I would claim that without the PNC, such a statement could not mean anything, and that any meaningless statement cannot be either true or false.

If I remember correctly, you did say that you take the capability for good reasoning towards truth as a first principle, or assumption in your philosophical system. A first principle in a philosophical system gets at what is most true and evident because it is that which everything else is built upon.

I don’t agree that our assumptions are about things that are “most true.” Strictly speaking, truth doesn’t exist in degrees. Probability does, and we have to be careful about thinking that “more probably true” is a way of saying “more true.” And we should never think that just because we justifiably assume something, we can assign it a probability of exactly 1.0.

We may well begin our reasoning, in some important sense, with our assumptions, but that doesn’t mean the assumptions themselves are forever off the table. We still learn about reality by observing it, and if we observe something that cannot be reconciled with one of our assumptions and if we cannot dismiss the observation as an illusion or other product of human fallibility, then it may be time to revise or discard that assumption.

What would be your first principle about reality if it isn't human reason capable of discovering truth?

I don’t have just one. My worldview rests on several assumptions, and I don’t rank them in any order. Besides, assumptions are supposed to be independent of each other. If my assumption B depends on my assumption A, then I’m not really assuming B. I am assuming A and then inferring B.

Just a few philosophical principles that science relies upon:

1) The scientific method itself (which isn't a scientific theory that can be tested and falsified)
2) Principle of causality
3) PNC
4) PSR
5) Intelligibility of external world
6) Capability of the human mind to discover truth

All of this depends on how you’re defining “science,” but in ordinary discourse, “scientific method” is just a description of how the people we call scientists do their jobs, and it serves as a means of distinguishing science, whatever we think it is, from all the other ways human beings have come up with for answering questions.

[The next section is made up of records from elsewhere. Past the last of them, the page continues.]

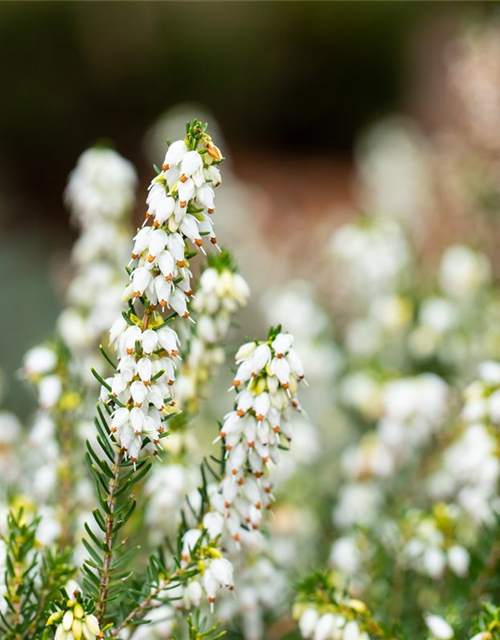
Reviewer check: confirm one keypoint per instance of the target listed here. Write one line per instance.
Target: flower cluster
(324, 614)
(469, 469)
(73, 623)
(180, 203)
(101, 197)
(220, 293)
(266, 382)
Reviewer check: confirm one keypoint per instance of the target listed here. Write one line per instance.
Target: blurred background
(293, 87)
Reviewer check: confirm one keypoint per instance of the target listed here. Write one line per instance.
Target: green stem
(108, 539)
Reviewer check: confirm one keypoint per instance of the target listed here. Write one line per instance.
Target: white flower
(101, 186)
(40, 360)
(439, 628)
(463, 271)
(307, 622)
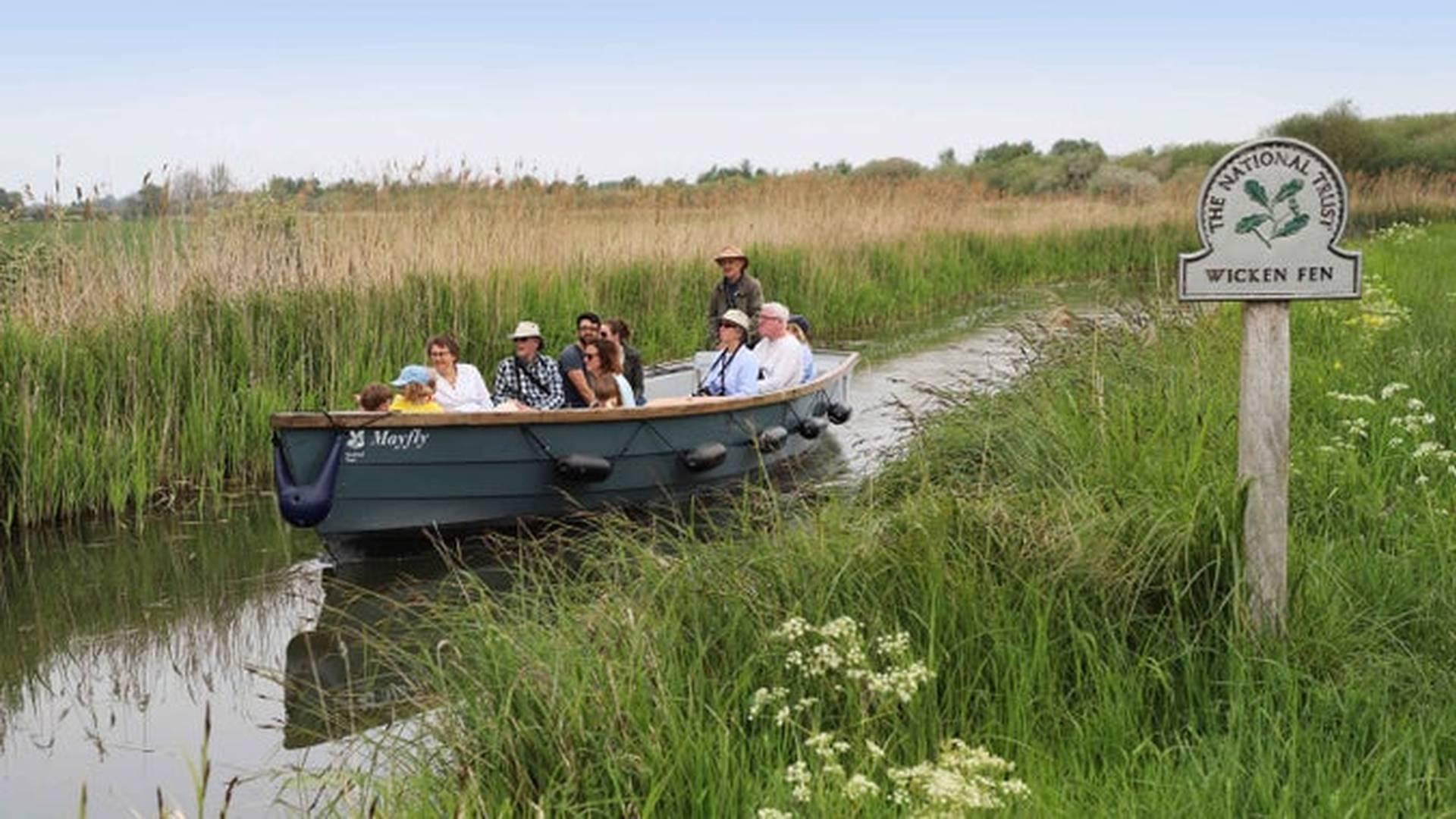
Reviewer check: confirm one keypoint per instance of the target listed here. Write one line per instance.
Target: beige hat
(731, 253)
(775, 311)
(526, 330)
(736, 318)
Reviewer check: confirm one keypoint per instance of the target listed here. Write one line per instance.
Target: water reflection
(346, 673)
(117, 640)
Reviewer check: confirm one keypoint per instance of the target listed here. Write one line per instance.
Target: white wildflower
(960, 779)
(859, 786)
(766, 697)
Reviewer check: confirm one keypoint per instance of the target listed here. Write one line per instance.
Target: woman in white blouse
(459, 388)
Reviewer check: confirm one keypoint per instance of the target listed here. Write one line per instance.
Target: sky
(101, 93)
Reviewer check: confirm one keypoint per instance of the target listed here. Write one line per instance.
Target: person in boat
(459, 388)
(629, 362)
(573, 362)
(800, 328)
(607, 382)
(737, 290)
(417, 392)
(375, 398)
(736, 371)
(780, 354)
(528, 379)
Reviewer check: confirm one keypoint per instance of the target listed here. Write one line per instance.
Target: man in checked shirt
(528, 379)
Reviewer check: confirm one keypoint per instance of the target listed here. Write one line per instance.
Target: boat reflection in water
(351, 670)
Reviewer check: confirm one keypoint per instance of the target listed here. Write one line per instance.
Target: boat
(370, 477)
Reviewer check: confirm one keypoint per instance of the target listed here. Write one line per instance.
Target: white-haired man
(780, 354)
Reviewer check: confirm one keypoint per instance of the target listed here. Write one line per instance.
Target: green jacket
(748, 297)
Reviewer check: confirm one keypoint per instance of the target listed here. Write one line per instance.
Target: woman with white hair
(778, 352)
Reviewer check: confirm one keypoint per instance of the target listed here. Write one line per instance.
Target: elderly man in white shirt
(780, 354)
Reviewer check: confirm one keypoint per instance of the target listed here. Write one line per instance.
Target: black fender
(580, 466)
(811, 428)
(770, 439)
(705, 457)
(306, 504)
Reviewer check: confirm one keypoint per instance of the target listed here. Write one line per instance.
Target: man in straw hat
(736, 290)
(528, 379)
(736, 371)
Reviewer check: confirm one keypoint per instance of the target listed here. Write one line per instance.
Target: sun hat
(737, 318)
(774, 311)
(414, 373)
(526, 330)
(731, 253)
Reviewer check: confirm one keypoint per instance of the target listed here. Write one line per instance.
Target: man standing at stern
(780, 354)
(737, 290)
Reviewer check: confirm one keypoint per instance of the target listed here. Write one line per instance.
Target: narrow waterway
(123, 642)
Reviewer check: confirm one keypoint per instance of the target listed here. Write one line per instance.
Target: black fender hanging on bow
(588, 468)
(705, 457)
(306, 504)
(811, 428)
(770, 439)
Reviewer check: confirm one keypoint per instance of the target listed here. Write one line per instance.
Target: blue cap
(414, 373)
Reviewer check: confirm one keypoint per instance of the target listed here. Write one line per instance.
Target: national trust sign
(1270, 215)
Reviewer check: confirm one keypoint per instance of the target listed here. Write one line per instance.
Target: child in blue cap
(417, 391)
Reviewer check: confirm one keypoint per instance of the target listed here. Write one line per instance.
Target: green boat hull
(408, 475)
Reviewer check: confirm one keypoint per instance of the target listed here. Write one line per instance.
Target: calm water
(118, 642)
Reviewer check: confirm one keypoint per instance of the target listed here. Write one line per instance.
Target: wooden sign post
(1270, 215)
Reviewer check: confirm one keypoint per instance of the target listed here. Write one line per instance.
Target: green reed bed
(149, 407)
(1060, 558)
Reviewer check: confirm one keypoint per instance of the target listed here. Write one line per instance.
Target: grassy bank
(1063, 560)
(161, 404)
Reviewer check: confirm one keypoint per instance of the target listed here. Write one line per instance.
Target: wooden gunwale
(351, 419)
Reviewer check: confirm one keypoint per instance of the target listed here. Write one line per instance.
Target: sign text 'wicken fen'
(1270, 215)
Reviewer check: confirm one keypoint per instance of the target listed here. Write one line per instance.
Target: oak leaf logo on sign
(1279, 226)
(1270, 216)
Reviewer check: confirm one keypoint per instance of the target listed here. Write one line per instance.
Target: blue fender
(306, 504)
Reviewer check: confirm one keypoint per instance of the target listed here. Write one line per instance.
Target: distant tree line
(1423, 143)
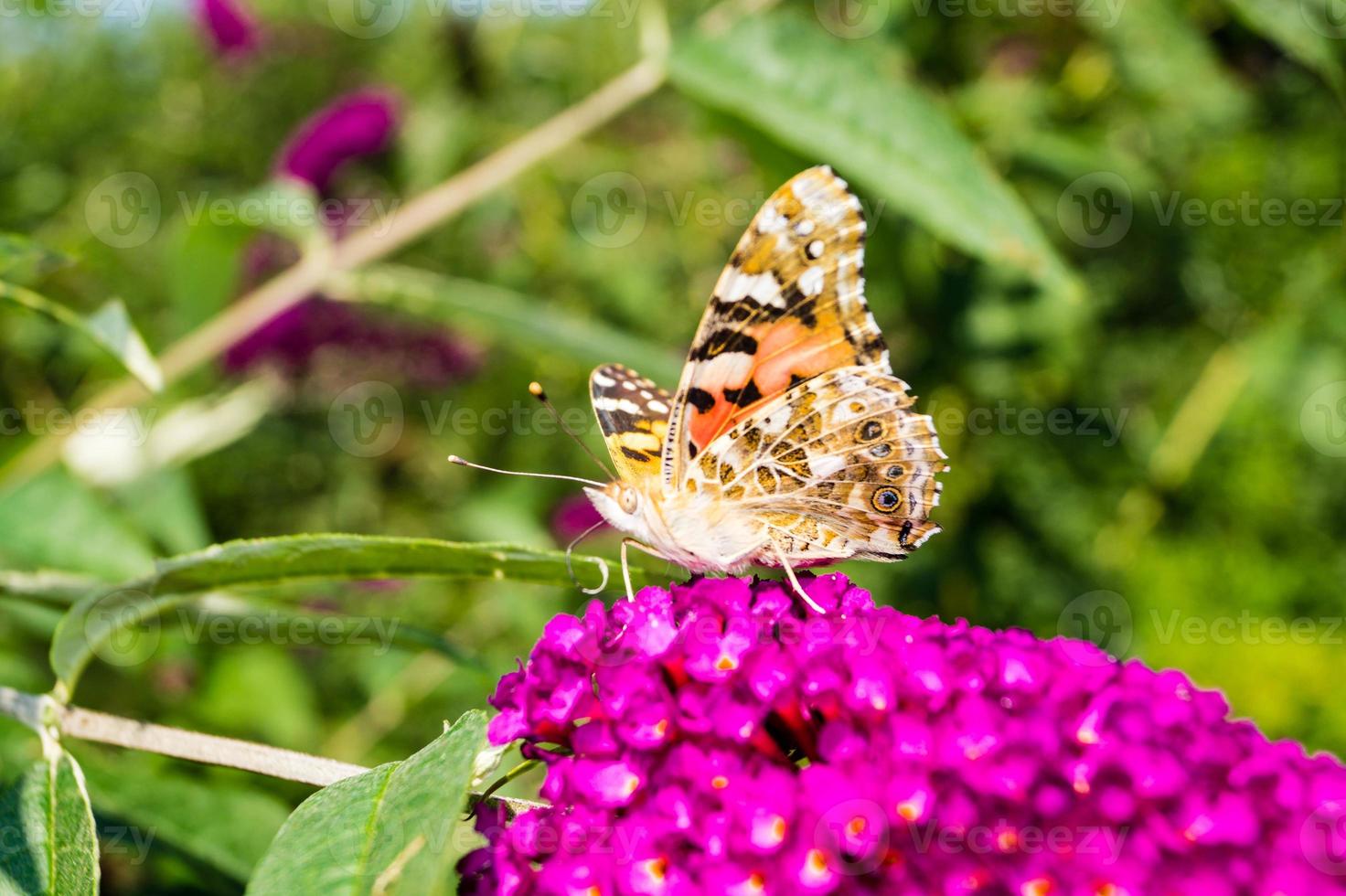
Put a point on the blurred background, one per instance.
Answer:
(1106, 248)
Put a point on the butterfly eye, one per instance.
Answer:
(886, 499)
(870, 431)
(627, 499)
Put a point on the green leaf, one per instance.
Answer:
(225, 827)
(1302, 28)
(284, 206)
(109, 328)
(841, 102)
(89, 625)
(25, 262)
(48, 841)
(492, 313)
(165, 507)
(46, 585)
(56, 522)
(390, 830)
(1166, 59)
(336, 628)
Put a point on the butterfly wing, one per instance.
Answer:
(633, 414)
(836, 467)
(789, 305)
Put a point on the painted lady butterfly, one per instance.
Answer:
(789, 442)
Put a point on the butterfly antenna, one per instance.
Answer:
(536, 390)
(455, 459)
(570, 549)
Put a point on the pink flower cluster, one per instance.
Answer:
(719, 738)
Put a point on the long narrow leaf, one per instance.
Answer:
(109, 328)
(89, 627)
(493, 313)
(835, 101)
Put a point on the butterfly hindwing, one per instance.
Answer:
(789, 305)
(633, 416)
(836, 467)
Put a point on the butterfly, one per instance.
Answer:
(789, 442)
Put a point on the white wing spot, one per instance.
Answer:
(810, 282)
(770, 219)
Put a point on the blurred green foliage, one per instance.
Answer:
(1070, 211)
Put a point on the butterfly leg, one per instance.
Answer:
(795, 582)
(626, 568)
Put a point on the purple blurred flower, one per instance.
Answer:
(358, 124)
(333, 342)
(341, 345)
(719, 738)
(229, 25)
(573, 517)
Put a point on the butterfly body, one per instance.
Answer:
(789, 442)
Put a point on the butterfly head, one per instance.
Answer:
(624, 507)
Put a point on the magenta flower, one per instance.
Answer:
(229, 25)
(573, 517)
(718, 738)
(358, 124)
(334, 345)
(331, 343)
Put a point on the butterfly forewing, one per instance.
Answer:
(789, 305)
(633, 416)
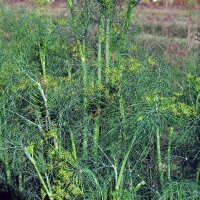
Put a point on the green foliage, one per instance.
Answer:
(51, 96)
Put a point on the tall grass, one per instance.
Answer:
(91, 117)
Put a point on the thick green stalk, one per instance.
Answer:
(96, 137)
(159, 157)
(97, 118)
(42, 52)
(169, 154)
(198, 174)
(100, 49)
(81, 48)
(73, 143)
(107, 31)
(85, 102)
(121, 105)
(128, 17)
(20, 182)
(121, 173)
(47, 190)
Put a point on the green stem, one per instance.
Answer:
(73, 143)
(121, 173)
(198, 174)
(99, 74)
(30, 157)
(100, 50)
(42, 52)
(107, 37)
(81, 48)
(96, 137)
(128, 18)
(159, 157)
(169, 154)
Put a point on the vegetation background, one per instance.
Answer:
(99, 100)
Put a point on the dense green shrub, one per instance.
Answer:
(94, 115)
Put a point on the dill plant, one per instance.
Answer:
(91, 118)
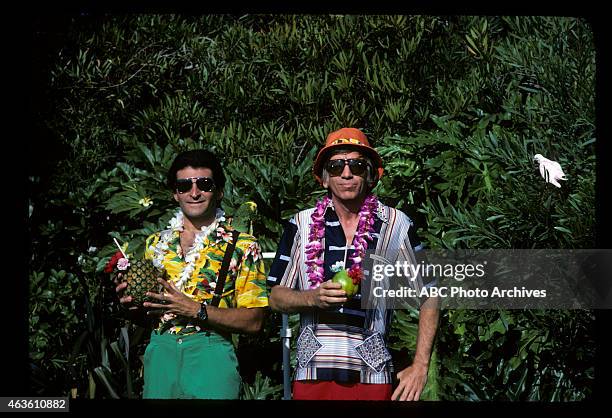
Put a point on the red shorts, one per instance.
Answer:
(330, 390)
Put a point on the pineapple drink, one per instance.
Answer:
(141, 278)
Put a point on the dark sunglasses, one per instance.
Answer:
(358, 166)
(204, 184)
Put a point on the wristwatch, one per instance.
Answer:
(202, 314)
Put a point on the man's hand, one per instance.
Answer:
(328, 295)
(174, 302)
(411, 383)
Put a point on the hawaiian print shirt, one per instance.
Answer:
(245, 283)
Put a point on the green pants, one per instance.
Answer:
(197, 366)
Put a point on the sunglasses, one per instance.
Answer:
(358, 166)
(204, 184)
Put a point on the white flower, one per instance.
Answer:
(550, 170)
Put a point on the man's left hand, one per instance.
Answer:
(411, 383)
(174, 302)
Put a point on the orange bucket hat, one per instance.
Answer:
(346, 137)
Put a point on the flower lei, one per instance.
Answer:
(192, 256)
(314, 248)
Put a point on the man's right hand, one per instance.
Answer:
(328, 295)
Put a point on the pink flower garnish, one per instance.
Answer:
(123, 264)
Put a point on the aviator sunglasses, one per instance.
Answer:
(358, 166)
(204, 184)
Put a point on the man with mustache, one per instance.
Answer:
(342, 348)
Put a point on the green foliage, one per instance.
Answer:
(457, 107)
(261, 389)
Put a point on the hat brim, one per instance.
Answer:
(323, 154)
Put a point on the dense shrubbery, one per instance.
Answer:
(457, 106)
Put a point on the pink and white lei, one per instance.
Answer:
(314, 248)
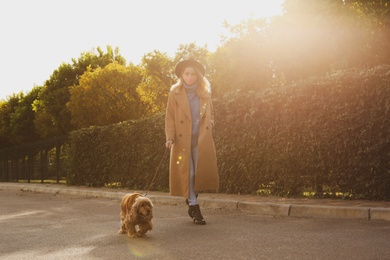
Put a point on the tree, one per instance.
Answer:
(53, 118)
(105, 96)
(243, 61)
(7, 108)
(22, 119)
(156, 81)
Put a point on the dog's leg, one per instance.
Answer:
(131, 231)
(122, 230)
(144, 227)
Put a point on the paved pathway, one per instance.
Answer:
(273, 206)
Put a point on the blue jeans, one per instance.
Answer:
(193, 162)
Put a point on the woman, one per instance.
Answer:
(189, 123)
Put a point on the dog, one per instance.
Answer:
(136, 210)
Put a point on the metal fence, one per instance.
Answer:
(42, 160)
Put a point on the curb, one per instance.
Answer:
(261, 208)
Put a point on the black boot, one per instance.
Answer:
(198, 218)
(191, 211)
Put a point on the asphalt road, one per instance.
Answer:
(52, 226)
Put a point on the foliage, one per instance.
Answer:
(53, 117)
(128, 152)
(326, 134)
(22, 119)
(156, 81)
(16, 119)
(243, 62)
(105, 96)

We who argue that intelligent design is not science do so by claiming that ID’s practitioners do not actually comply with the scientific method.

The other items on this list are not unique to science no matter how we define science. Generally speaking, even people who are actively hostile to science accept them, and so if science relies on them, then so does every other kind of human intellectual endeavor. A possible exception would be (6), considering that there are people who deny our ability to discover truth. However, many who think we can discover truth also deny that science is the best way for us to do it.

we need to ask, okay, what philosophical principles must be true if science actually works as we are finding it to work.

That is what philosophers of science have been trying to figure out for the past century or so. Last time I checked, they hadn’t reached a consensus, but I don’t recall any of them offering the PSR as any part of their explanation.

But to head back towards our main discussion of what could completely explain and account of the intelligibly of the material cosmos and the ability of the mind to reason to truth.

If this discussion is attempting to reach a complete explanation, then I need to withdraw now.

Unfortunately, falling into an intellectual black hole is the penalty for anyone not holding the PNC or PSR to be true.

I have repeatedly defended my acceptance of the PNC. I am denying only that the PSR is necessarily true, and I am specifically denying that the PNC depends on it, and you have failed to show any mistake in my non-PSR-dependent defense of the PNC.